# walleye recipes..



## kvernum3

Hey just wonderin if anyone has any good walleye recipes....thanks :beer:


----------



## Field Hunter

Just tried this one the other night.....Got it from another web site.

4 smaller Walleye Fillets
Seasoned Flour
kosher salt
fresh ground black pepper
1/2 cup chardonay wine
1/2 cup chicken stock
1/4 cup chopped parsley
2 tbsp chopped garlic
1 large sliced onion (slice long way)
1/4 cup diced tomato (seeds and skin removed)
1/4 cup Olive Oil
1/2 lemon juice
1 tsp capers

cover fillets in seasoned flour and fry until brown in Olive oil. take fillets out of pan and set aside....saute the garlic and onions and tomatos in the pan drippings until tender.....add flour to make a roux....add wine and stock....lemon juice, capers and reduce to 1/2......add the walleye fillets and parsley....cover for 10 minutes to warm the fish. Serve over rice or pasta.


----------



## Joltin_Joe

Simplicity at its best-

I eat probably 90% of the fish I catch like this, and most of my buddies love it too.

the coating:
finely crushed ritz crackers
seasonings, measured to taste:
1 part cajun seasoning
1 part garlic salt
1/2 part lowry's
Adjust the amount of seasonings to your own preference.

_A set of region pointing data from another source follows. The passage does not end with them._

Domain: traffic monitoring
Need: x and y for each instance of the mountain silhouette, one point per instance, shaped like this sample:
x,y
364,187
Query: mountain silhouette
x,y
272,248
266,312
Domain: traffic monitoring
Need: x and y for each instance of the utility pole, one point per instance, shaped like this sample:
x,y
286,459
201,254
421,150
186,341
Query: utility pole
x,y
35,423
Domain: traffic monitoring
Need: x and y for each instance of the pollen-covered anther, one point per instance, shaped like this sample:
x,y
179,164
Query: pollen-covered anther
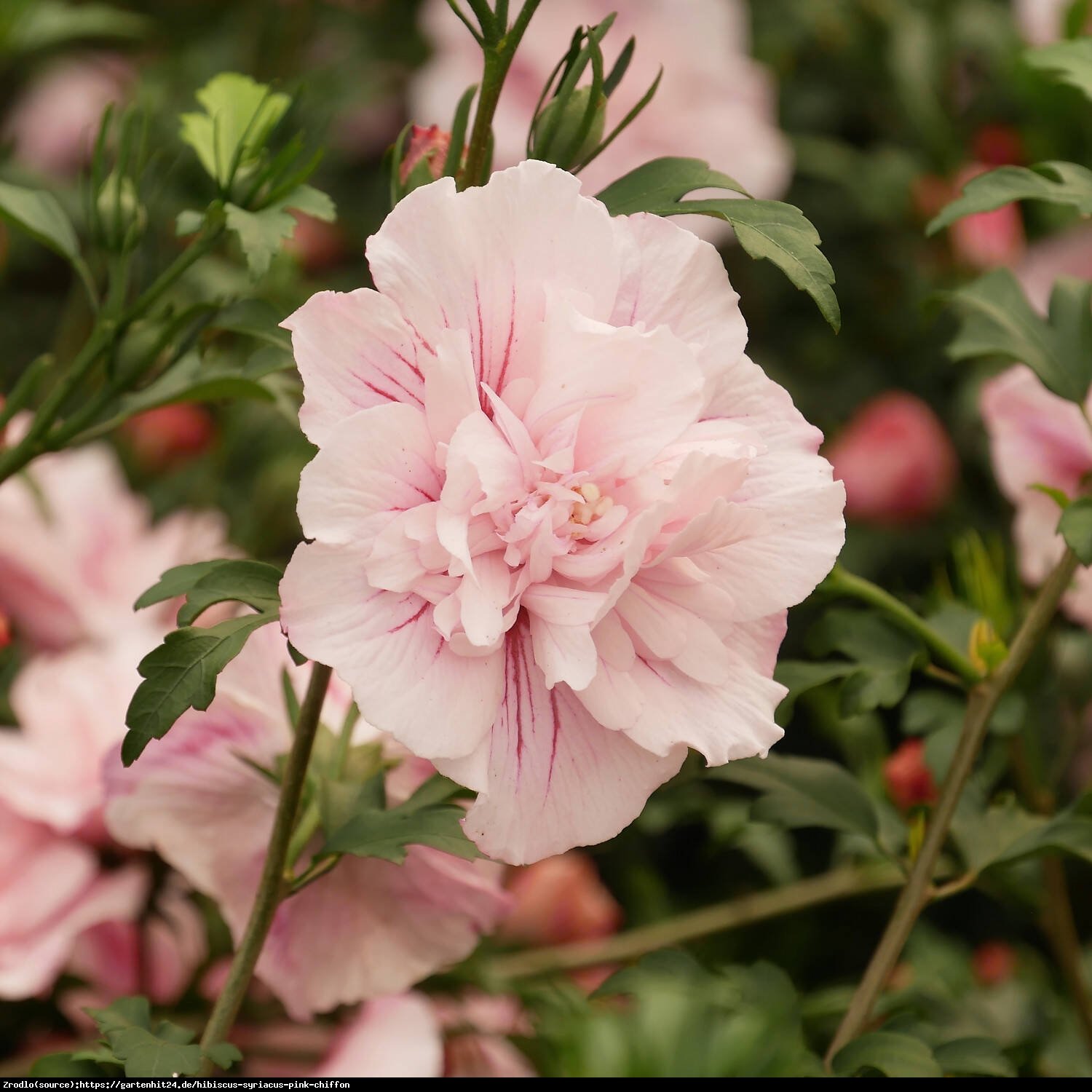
x,y
592,507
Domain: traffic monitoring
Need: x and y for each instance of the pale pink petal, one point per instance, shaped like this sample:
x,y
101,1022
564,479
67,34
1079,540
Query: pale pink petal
x,y
373,465
354,352
554,778
52,891
480,261
405,678
390,1037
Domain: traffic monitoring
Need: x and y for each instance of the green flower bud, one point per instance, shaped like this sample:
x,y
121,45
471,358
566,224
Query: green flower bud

Dip fillets in eggs, drop them in freezer bag containing the coating, and deep fry at high temp, preferably at least 325 degrees. edit: NOT 425!

After removal from oil place fillets on top of paper towel, sprinkle with salt, and cover with paper towel.

THis recipe is great if you enjoy fried fish with a crunchy crust. THe ritz gives you a very good crunchy coating that is a little bit buttery in taste, and it ends up being great combined with the seasoning.

Anyone else have any good original frying batters?


----------



## kvernum3

Thanks guys I will definately try these recipes out! :beer:


----------



## duckduck...goose!

doesn't matter how you cook it, it will still taste good!


----------



## waterwolf

Here is a quick one that we used at shore lunch one day when we forgot the batter.

Take your favorite bag of potato chips (we used dill pickle) and crush the chips inside the bag.

Cut fillets into medium size chunks
Dip in milk (or water) pat dry
drop fillets in bag of chips
place in hot oil, cook until fillets are light brown and flake easily with a fork

Good stuff


----------



## Maverick

Fish Tacos!!!!

Deep fry- put in or on a taco shell then fix them up! Lettuce, onions, tomatoe, guac. and some hot sauce.............
Funny as it sounds, I got the recipe from Chimayo's in Dillon CO.
It is a unconventional way to eat fish, and daamn good too!


----------



## mallard

The best fried walleye I have ever eaten we used spicy hot doritos for the breading.We normally dip the fillet,or chunks in flour,then egg,then crushed potato buds before frying.


----------



## Sasha and Abby

If you want a REALLY CRISPY coating, try this; Beer Batter!!

1/3 cup flour
2/3 cup corn meal teaspoon of baking powder - not soda
Enough beer to make a slurry. Not mud, but not too watery either. Has to be a texture that you can dredge a fillet in and have a good coating.
Stir well and put in the fridge for at least 20 minutes - longer is great.

Dip fillet in and cover with salt and pepper - fry quick.

Eat quicker...
:beer: :beer: :beer:


----------